6 Randomized experiments

Major learning objective(s) for this section:

Explain what random assignment error is.
Know the benefit of randomly assigning participants to groups in a randomized experiment.
Explain how a randomized experiment can permit valid causal inferences.

6.1 Alternate explanations

Data from the ANES 2020 Social Media Study indicated that, compared to respondents who do not use Instagram, respondents who use Instagram were more likely to have voted for Joe Biden than to have voted for Donald Trump in the 2020 U.S. presidential election. The p-value was less than p=0.05 for a test of the null hypothesis that the percentage of Instagram users who voted for Joe Biden equaled the percentage of Instagram non-users who voted for Joe Biden, so we can infer at the conventional level in political science that these percentages differ from each other.

However, we can’t use this information to credibly infer that using Instagram caused respondents to be more likely to vote for Joe Biden, because there are plausible alternate explanations that are still available. For example, as indicated in the table below, compared to respondents who do not use Instagram, respondents who use Instagram were more likely to be female, were more likely to be non-White, and were younger. Therefore, the “Uses Instagram” group differs from the “Doesn’t use Instagram” group on many characteristics, so we can’t isolate Instagram as a reason why Instagram users were more likely to vote for Joe Biden than Instagram non-users were.

Mean / Percent	Uses Instagram	Doesn’t use Instagram	p-value
% vote Biden	67%	54%	p<0.0001
% female	59%	44%	p<0.0001
% non-White	42%	24%	p<0.0001
Mean age	41	56	p<0.0001

6.2 Randomized experiments

Now let’s discuss a randomized experiment that was conducted on the the ANES 2020 Social Media Study that does permit us to infer causality at the conventional level in political science. For this experiment, participants who reported having a Facebook account were asked to agree to permit the ANES researchers to access the participant’s information on Facebook.
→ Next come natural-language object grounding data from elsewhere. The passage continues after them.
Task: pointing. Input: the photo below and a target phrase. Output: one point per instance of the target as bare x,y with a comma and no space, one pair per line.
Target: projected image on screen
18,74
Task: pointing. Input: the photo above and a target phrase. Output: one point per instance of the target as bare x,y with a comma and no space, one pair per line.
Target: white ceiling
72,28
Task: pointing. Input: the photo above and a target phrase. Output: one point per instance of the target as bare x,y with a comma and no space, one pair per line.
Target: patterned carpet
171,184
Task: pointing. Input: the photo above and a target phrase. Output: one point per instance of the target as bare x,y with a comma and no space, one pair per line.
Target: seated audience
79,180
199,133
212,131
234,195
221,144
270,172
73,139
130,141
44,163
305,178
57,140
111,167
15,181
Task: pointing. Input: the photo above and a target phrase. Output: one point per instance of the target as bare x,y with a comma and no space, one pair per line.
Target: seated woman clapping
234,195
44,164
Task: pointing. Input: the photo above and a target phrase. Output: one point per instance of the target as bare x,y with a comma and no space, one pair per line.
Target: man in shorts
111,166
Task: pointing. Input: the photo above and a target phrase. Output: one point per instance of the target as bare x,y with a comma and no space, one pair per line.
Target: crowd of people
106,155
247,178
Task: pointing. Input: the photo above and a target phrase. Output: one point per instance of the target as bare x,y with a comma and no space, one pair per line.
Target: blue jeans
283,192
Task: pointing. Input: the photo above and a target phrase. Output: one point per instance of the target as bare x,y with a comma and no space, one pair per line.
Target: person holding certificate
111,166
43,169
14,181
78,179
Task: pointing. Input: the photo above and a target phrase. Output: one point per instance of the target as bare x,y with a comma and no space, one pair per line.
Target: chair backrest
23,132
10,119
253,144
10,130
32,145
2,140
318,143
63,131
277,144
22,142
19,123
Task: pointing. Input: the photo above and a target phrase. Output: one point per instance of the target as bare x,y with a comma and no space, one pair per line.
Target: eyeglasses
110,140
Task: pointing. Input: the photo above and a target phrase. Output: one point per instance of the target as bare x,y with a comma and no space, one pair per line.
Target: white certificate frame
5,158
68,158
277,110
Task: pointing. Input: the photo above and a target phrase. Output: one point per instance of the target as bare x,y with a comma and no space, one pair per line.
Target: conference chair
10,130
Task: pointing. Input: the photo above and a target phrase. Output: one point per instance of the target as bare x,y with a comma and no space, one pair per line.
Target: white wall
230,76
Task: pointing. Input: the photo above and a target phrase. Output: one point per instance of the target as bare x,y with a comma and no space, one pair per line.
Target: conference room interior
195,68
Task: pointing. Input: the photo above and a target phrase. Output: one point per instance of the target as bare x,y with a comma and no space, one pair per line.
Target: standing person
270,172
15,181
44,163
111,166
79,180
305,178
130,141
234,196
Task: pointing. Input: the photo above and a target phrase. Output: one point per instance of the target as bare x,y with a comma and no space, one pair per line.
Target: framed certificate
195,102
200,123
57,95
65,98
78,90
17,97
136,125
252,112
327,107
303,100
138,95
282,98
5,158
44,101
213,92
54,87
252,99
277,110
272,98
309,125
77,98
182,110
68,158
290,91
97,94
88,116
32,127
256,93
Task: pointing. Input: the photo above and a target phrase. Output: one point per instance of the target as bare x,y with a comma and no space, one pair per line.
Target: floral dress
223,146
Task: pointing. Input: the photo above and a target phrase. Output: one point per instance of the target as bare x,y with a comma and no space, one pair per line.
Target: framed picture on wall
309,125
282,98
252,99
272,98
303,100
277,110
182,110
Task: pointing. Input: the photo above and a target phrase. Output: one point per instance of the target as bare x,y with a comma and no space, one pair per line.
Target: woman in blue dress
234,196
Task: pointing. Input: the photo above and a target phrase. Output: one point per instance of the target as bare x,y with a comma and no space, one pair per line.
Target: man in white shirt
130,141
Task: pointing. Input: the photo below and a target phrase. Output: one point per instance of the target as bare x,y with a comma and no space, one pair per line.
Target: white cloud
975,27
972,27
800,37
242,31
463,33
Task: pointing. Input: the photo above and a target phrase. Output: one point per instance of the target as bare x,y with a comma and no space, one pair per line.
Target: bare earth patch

However, some participants were randomly assigned to be asked for this permission near the start of the survey (which we will call the “Consent First” group of participants), and other participants were randomly assigned to be asked for this permission near the end of the survey (which we will call the “Consent Last” group of participants).

This randomization of participants to groups is intended to produce two groups that are as equal to each other as possible. The randomization isn’t perfect: sometimes random assignment to groups will produce one group that has a much higher percentage female than another group has, or a much higher mean age than another group has, or a much higher mean education level than another group has. Any such differences between groups due to imperfections in the random assignment is called random assignment error. This random assignment error isn’t “error” in the sense of a mistake. Instead, this random assignment error is error only in the sense of imperfection.

Randomized experiments are great for causal inference, because, in a randomized experiment, there are only two possible explanations for a difference between groups: [1] random assignment error caused the difference between groups, or [2] the difference in treatment caused the difference between groups. Even better, for a test that the groups equal each other on a characteristic, a p-value of p<0.05 permits us to reject random assignment error as a likely explanation, which leaves only the difference in the treatment as a likely explanation.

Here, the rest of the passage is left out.